Dr. Michael North, Mechanical Engineering Alum, Co-Host of New Discovery Channel Series, "Prototype This"

Date: 

Wednesday, October 29, 2008

Dr. Michael North received his BS, summa cum laude with distinction, in Mechanical Engineering, as well as his MS and PhD in Materials Science and Engineering from UC Santa Barbara.  

(From the Discovery Chanel website): A master of the "nano" world -- and a few larger fire-breathing entities -- Mike earned his Ph.D. in materials science and engineering from U.C. Santa Barbara. During his graduate work, he designed and fabricated the world's first adhesive that can be turned on and off electronically. It was inspired by biological adhesives systems, such as the one used by geckos.

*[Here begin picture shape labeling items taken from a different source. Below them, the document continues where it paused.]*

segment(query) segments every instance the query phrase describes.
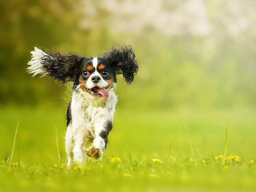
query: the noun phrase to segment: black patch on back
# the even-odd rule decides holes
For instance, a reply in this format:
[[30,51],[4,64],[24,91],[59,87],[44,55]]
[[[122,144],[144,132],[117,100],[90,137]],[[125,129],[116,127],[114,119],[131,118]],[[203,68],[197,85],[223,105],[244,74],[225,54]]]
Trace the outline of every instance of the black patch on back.
[[112,129],[113,127],[113,124],[112,122],[111,121],[108,120],[103,125],[103,126],[104,128],[104,130],[102,131],[100,133],[100,137],[105,141],[105,149],[107,149],[107,144],[108,142],[108,137],[109,132]]
[[72,121],[72,116],[71,116],[71,102],[68,103],[68,106],[66,116],[67,116],[67,127]]

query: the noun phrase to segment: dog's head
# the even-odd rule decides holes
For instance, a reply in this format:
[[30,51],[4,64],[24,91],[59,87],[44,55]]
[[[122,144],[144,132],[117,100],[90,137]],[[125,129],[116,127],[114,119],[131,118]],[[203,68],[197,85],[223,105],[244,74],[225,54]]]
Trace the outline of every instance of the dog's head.
[[31,52],[28,71],[33,76],[40,74],[64,84],[74,82],[84,94],[94,99],[107,99],[108,91],[116,83],[116,76],[122,74],[127,84],[131,83],[139,66],[130,45],[119,49],[113,47],[102,57],[87,58],[74,53],[61,55],[59,52],[46,52],[35,47]]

Mike's major passion is creating and testing things too small to be seen with the unaided eye, and sometimes beyond the range of normal light microscopes. Mike's interests delve into specialties like micro/nanofabrication, nanoscale microscopy and micro/nanomechanical characterization. His investigations in these areas have been published in leading scientific journals, including Nature.

On the artistic side, Mike uses cutting-edge nanofabrication techniques to create innovative micro- and nano-sculptures. Expanding on techniques used to make computer chips, he photolithographically patterns surfaces, carves out material using biased plasmas, deposits other materials such as titanium or platinum, and even grows nanostructures using a self-developed cleanroom technique. The entire final structure ends up being smaller than the width of a human hair (and Mike concedes that it probably requires a Ph.D. to understand what all this means!).

At the other extreme, Mike has a knack for building large-scale avant-garde art, such as fire-breathing 90-mph dragon ships or classic BMWs loaded with computer-controlled fire-blasting cannons. In the case of the dragon ship, a rusted-out old pick-up truck -- once owned by a long-time fisherman -- was stripped to the frame and then rebuilt with the look of a classic Viking longboat, even down to the overlapping planks of the hull. In keeping with the longboat theme, a dragon head was placed on the front of the boat, but this dragon head spews a 10-foot gasoline flame (and he drives it on the freeway!).

When he's not masterminding builds on Prototype This or making things too small to see, you might catch Mike camping next to a glacier or fumbling with a new foreign language somewhere around the globe.